“Inept” solicitor transferred money in breach of court order


SDT: Incompetence did not mean the solicitor lacked integrity

A “seriously inept” solicitor who transferred money to another law firm’s client account, in breach of a court order that his firm should hold it, has been fined £8,000.

The Solicitors Disciplinary Tribunal (SDT) found that Naim Ibrar Lone also allowed a solicitor, ‘Person B’, who had been suspended and was later struck off, to continue working on a file he had transferred to Mr Lone ahead of his firm (Firm B) being shut down by the Solicitors Regulation Authority (SRA).

Mr Lone, who qualified in 1996, ran South London Attiyah Lone & Associates, which closed in December 2016 after he failed to obtain indemnity insurance.

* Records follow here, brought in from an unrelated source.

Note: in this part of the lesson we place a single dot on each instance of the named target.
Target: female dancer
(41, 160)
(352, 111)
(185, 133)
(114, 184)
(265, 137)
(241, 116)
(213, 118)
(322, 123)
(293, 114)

He set up a new firm, AL Law & Associates, but it had no client account.

He had acted for ‘Client C’ in relation to his divorce. Under the financial settlement, Client C was to receive £134,200 less costs, to be generated by the sale of the family home and a property in France.

A dispute arose between Mr Lone and Client C over his fees. Client C said he understood the fees were £29,000, but Mr Lone said they were in the region of £134,000. The costs dispute is ongoing.

In November 2016, the Central Family Court ordered that £29,000 be paid into Attiyah Lone’s office account, with around £100,000 of the proceeds of the two sales to be transferred to the firm’s client account pending a further court order or agreement between the parties.

By the time this happened, however, Mr Lone was operating from his new firm without a client account. He arranged for the money to be transferred instead to Firm B’s client account.

This was in breach of the court order; the solicitor should either have sought a variation of the order or reached agreement with Client C, the SDT said.

The SDT found that Mr Lone “believed that he was attempting to comply with the order”, but had been “inept in his handling of the situation and seriously so” and “effectively” using Firm B as a banking facility.

But though he had “demonstrated a significant level of incompetence” and breached several SRA principles, the tribunal decided the solicitor had not lacked integrity, however.

“To find that an incompetent breach of a court order to amount to a lack of integrity risked requiring [Mr Lone] to be a ‘paragon of virtue’,” it said.

“A solicitor acting carelessly, but with integrity, will breach principle 6 [damaging public trust] if his careless conduct goes beyond mere professional negligence and constitutes ‘manifest incompetence’. The tribunal considered that such was the case here.”

The following year, the SRA intervened in Firm B, citing suspected dishonesty on the part of Person B, the firm’s sole manager.

Firm B had been administering an estate for Client D, the sole executor. Person B took a purported loan of £44,000 from the estate without the client’s permission. Mr Lone allowed him to continue working on the file after transferring it to Mr Lone, even though he was suspended as a result of the SRA closing down his firm.

Mr Lone knew Client D disputed the loan and the SDT said it was inappropriate for him to allow Person B to work on the file.

Person B promised the client he would repay the money and authorised Mr Lone to register a charge against his property if he failed to do so within two months. The money was not paid but Mr Lone did not register the charge.

In failing to do this, he had not acted in the best interests of his client and had allowed his independence to be compromised.

The tribunal concluded that Mr Lone had not been motivated by personal gain – the fault lay in “incompetent execution”.

There was no breach of trust, but there was a breach of duty to the court and his clients. He was “significantly experienced and so should have known better”.

The misconduct was mitigated by Mr Lone’s co-operation with the SRA and the tribunal had not seen any evidence that clients lost any money – but this was “down to luck rather than judgement”.

He was fined £8,000 and ordered to pay just under £29,400 in costs.

Even though Mr Lone chose not to give evidence at the hearing, the SDT concluded that it did not need to place restrictions on his future practice, as it was satisfied there was unlikely to be a repeat of what happened.